Brooklyn
Encountering Armando Guadalupe Cortés’s “Dead Parrot Radio” (on view through December 14, 2025), it is easy, perhaps inevitable, to feel like something is flying right over your head. Indiscernible sounds of parrots and people calling out to one another fill Smack Mellon’s echoey hall, occasionally in unison with the Q train’s rattle across the Manhattan Bridge. A blue-and-yellow paneled flag made of parrot feathers sways high from the ceiling toward the front and center of the space like a beckoning gesture. Cortés says that this flag, which visitors regularly misidentify as the Ukrainian flag, is a Kilo: a nautical signal that, when flown by a ship near another vessel, means “I wish to communicate with you.”
The artist, whose practice ranges from endurance performances to object-based installations, leans into such instances of misinterpretation. Drawn from family anecdotes, folkloric traditions, and personal experiences of living far away from his native Urequío—a rural farming community in Michoacán, Mexico—his current exhibition imbues each of his pieces with stories related to the tools and infrastructures on which interpersonal connectivity depends, across families, societies, and even species.
Standing tall at the entrance like a town-square monument, Weefee (all works 2025), a 16-foot-high, red-and-white-striped steel tower anchored by adobe, rebar, and taut wire cables, commemorates when the community first established reliable internet connection in 2023, making steady video-calling finally possible. Similarly, La Busqueda and La Respuesta, two sound works whose titles translate to “the search” and “the answer,” project through bullhorn speakers that reference Urequío’s most frequently used tool for disseminating information cross-town. From one side of the gallery, recordings of Cortés’s family members in the U.S. softly shout the names of those they cannot visit in Mexico because of legal status, while the chatter of his family’s pet parrots emanates from the opposite end of the space. Sometimes overlapping and other times out of sync, this indirect call-and-response evokes an atmosphere of quiet yearning, like two ships passing in the night.

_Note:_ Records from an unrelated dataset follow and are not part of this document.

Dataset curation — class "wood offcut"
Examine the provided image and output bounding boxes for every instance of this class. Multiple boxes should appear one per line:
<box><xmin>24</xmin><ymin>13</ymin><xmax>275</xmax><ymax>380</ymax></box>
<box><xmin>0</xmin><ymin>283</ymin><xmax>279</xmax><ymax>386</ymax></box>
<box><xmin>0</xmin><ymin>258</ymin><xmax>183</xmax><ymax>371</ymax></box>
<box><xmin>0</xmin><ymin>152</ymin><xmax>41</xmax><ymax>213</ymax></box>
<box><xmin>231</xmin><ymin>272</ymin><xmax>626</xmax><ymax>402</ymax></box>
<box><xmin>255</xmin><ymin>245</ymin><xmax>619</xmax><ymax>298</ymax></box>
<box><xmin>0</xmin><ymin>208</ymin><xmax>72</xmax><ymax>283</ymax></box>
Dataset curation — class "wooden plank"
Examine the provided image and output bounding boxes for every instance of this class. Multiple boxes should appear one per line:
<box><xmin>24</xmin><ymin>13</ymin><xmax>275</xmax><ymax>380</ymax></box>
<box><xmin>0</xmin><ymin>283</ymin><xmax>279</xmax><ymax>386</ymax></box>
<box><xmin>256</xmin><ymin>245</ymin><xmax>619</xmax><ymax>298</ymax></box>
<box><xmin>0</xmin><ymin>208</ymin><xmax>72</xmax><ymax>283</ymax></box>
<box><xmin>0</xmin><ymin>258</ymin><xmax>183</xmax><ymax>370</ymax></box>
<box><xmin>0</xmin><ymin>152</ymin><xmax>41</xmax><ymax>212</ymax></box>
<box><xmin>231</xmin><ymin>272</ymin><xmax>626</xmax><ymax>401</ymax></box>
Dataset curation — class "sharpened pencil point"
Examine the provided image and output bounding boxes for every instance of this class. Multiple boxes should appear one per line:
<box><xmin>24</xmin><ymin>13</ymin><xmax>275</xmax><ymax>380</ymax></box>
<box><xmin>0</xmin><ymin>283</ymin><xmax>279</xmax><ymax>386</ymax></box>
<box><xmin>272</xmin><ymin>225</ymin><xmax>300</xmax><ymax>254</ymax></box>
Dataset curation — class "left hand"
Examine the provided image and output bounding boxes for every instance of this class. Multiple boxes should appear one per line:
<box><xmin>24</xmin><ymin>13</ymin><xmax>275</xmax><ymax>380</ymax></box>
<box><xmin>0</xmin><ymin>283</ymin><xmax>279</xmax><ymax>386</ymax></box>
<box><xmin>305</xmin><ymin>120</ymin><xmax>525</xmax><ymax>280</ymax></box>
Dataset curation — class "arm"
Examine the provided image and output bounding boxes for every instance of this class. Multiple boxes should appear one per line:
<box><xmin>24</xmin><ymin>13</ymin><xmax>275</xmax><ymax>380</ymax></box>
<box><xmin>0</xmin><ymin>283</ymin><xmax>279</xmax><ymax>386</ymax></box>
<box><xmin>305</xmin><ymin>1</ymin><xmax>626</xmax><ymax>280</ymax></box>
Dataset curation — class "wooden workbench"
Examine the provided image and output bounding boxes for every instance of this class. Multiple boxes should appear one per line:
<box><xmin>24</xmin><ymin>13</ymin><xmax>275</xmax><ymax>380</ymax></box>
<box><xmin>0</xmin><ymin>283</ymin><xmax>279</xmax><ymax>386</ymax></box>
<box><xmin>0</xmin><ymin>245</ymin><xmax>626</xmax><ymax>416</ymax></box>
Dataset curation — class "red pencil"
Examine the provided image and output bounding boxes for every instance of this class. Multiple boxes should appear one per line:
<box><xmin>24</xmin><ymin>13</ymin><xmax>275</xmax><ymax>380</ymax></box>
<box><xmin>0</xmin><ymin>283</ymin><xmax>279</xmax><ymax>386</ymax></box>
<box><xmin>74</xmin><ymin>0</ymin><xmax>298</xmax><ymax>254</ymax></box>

Parrot and macaw feathers feature throughout the show and relate to Cortés’s experiences of living in various U.S. cities—Los Angeles, Austin, and Brooklyn—where these tropical birds thrive in large colonies outside of their natural habitat. The exhibition title originates from his time in the Ecuadorian Amazon, where the closest he came to seeing a parrot in the wild was stumbling upon a bundle of feathers on the forest floor, after the bird had been hunted as breakfast by a local villager. Bodoquera, a wooden blow dart gun resting on a plywood stage in the center of the room, holds the place of this memory, playfully activated by Cortés during an accompanying performance. Ceramic orbs covered in blue and yellow feathers are also dispersed throughout the space; one lodged inside La Busqueda’s speaker recalls a furball obstructing an animal’s throat.
Cortés’s work renders parrots not only as metaphors for migration and adaptability, but also as proxies for human connection. While their ability to replicate human speech raises questions for the artist about what is lost in translation, his work equally reveals what is found through deliberate acts of mistranslation and futile attempts to surmount the gulfs that exist between human and animal knowledge, life and death, here and there. Built around a web of stories that simultaneously converse with and misinterpret each other, “Dead Parrot Radio” is a bittersweet meditation on the desire to understand and be understood, the inevitability of communication breakdown, and the force of longing that pulls us together in spite of it.